You may, in particular, remember the fantastic “Crash,” which dealt with similar themes of macabre voyeurism and sexual fascination with death, physical corruption, and injury in a much more memorable way. It’s the curse of older, more established filmmakers that their latest offerings are incessantly compared to their previous masterpieces, but it’s also inevitable when said filmmakers are so clearly out of fresh ideas. That the story, which is much more elaborate than “Crimes of the Future,” literally goes nowhere is not a major issue: it’s just an epiphenomenon to toy with more fundamental themes. I defy you to actually care about any of the answers surrounding the many mysteries at the heart of “The Shrouds.” Not that you should expect any answers anyway. What matters is the psyche of our protagonist, which is made clear in the opening scene (and I imagine the last one, which made part of the packed auditorium laugh with its spectacular launch of the story in the middle of nowhere).

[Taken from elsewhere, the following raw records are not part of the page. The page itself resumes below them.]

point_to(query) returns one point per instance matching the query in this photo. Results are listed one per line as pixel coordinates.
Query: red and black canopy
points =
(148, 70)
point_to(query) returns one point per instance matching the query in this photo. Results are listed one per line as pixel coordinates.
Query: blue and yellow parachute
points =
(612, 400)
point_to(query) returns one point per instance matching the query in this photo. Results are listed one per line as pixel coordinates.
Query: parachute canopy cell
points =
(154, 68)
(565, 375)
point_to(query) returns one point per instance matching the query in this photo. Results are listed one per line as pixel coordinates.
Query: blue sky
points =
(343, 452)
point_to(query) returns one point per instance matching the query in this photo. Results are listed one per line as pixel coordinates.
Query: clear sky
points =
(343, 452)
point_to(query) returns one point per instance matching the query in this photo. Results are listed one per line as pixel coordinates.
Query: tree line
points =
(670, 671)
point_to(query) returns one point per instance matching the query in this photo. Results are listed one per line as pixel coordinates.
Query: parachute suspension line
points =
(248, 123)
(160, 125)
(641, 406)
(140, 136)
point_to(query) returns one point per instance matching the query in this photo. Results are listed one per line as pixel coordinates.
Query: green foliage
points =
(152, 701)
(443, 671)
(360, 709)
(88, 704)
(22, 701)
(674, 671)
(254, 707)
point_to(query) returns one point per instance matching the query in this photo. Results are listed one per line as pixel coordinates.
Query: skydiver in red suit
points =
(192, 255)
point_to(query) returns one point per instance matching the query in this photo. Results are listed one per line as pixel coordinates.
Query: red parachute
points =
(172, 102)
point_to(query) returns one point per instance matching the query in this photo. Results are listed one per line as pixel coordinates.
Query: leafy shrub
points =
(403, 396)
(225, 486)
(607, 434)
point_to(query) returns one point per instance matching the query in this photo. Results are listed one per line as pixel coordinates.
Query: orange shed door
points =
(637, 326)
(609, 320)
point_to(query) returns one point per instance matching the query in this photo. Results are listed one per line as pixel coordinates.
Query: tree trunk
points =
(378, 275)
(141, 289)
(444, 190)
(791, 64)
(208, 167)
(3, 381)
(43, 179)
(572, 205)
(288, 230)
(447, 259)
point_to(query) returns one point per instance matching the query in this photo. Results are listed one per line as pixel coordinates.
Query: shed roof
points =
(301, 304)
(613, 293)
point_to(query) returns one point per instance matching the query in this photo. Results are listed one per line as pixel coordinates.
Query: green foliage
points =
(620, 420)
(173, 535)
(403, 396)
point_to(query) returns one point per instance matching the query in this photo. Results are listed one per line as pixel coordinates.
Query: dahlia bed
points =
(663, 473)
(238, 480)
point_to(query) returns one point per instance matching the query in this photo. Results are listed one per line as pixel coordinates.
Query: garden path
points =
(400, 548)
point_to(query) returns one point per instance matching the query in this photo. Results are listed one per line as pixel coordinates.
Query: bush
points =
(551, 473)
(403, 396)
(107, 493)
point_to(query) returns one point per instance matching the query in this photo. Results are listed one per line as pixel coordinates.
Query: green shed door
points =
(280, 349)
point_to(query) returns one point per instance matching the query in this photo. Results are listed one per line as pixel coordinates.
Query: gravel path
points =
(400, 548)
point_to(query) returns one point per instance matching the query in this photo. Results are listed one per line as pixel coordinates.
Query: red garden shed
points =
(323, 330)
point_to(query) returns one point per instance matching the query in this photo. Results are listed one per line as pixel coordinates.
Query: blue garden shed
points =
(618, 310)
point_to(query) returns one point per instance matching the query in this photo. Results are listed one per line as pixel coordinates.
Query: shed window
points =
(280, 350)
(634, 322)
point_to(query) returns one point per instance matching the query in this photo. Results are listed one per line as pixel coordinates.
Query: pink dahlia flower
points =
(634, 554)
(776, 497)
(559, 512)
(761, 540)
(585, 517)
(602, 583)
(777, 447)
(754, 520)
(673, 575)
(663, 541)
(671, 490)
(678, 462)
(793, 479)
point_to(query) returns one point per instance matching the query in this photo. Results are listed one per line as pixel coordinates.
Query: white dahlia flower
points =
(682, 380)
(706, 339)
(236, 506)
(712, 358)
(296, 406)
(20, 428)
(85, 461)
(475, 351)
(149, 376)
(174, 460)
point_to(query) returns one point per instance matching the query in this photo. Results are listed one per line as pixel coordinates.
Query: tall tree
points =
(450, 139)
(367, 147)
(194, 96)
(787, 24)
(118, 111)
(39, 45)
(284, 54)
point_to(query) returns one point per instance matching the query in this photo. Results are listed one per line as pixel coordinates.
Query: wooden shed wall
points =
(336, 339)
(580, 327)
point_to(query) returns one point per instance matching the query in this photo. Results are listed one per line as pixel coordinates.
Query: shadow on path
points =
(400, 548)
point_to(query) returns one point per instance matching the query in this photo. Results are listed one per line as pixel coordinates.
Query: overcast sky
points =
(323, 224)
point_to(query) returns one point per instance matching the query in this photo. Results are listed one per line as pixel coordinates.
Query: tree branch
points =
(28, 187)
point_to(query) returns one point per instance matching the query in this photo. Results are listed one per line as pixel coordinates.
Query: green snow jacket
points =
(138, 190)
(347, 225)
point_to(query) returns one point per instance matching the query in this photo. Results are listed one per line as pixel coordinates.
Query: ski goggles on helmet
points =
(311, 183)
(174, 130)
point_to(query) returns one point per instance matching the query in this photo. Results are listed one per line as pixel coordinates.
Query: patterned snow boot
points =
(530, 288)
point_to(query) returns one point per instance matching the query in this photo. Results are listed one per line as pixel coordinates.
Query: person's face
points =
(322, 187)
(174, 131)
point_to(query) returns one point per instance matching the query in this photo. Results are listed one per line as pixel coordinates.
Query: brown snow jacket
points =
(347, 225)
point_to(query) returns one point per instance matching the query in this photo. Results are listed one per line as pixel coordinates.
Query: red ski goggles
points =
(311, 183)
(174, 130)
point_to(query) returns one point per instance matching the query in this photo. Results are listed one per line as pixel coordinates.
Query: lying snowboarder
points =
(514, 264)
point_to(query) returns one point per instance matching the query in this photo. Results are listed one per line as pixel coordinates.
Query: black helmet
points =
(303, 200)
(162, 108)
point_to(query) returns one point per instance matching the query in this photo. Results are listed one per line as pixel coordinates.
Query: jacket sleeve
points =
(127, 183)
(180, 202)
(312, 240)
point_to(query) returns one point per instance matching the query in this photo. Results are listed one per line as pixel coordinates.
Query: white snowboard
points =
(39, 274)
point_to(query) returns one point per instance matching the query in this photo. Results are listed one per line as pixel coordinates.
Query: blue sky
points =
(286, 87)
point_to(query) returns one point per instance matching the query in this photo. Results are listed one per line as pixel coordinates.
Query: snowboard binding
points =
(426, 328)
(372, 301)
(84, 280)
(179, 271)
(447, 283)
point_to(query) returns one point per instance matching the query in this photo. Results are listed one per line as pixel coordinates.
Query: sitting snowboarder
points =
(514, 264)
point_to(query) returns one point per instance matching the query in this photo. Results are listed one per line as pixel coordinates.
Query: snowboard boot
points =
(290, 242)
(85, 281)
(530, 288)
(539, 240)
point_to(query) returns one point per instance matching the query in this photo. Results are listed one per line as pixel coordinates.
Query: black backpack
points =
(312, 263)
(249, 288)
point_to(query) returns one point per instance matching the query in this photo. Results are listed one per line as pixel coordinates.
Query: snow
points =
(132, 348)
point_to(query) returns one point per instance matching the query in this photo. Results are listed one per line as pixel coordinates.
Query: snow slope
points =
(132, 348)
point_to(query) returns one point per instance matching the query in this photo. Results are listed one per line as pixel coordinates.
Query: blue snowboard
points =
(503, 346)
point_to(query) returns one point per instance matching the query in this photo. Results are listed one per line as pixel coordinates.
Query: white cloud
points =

Even worse perhaps, his supposed fascination never feels real, authentic, exhausting

Those two scenes work in conveying the idea that the story is really about processing the grief of the loss of a loved one, which makes sense given that Cronenberg used his wife’s death as a starting point for the story. Yet, once again, it all feels like a late variation (if not an outright repetition) of things Cronenberg had already done and said, rather than a new, late take on these same issues. What bothers me most is the fact that the protagonist never feels truly disturbed at his psychic core by what is happening to him; Vincent Cassel, who is certainly on par with James Woods or James Spader, is quite good as the cold, cool tech entrepreneur who loves minimalism and crypto-necrophilia, but when it comes to expressing any kind of compulsion and fascination, there is simply too little to sustain the film. No descent into the dark side for our hero, no journey through the unexplored and disgusting swamps of his soul – or contemporary society. And this, for me, is the most disappointing thing about “The Shrouds”.

How the other pole of the director’s work, technology, is never really addressed

His best horror films explore the collective unconscious and how we humans relate to technology. How there is no real opposition between the organic and the machinic but a real symbiosis coming. How our unconscious instincts and desires compel us to reclaim, merge, and do unspeakable things with our gadgets. Nothing like that here, with an interesting premise that never really gets explored. With cell phones, self-driving Teslas, and a personal AI it just feels like ticking uninspired boxes.

Too bad “The Shrouds” decides to stay on the surface rather than dig up the corpses that haunt our fantasies

The AI ​​assistant part of the plot, like so much else, should have been elaborated upon, though I get the idea: behind our machinery and supposedly autonomous technology, there are us and our unconfessed and shameful desires.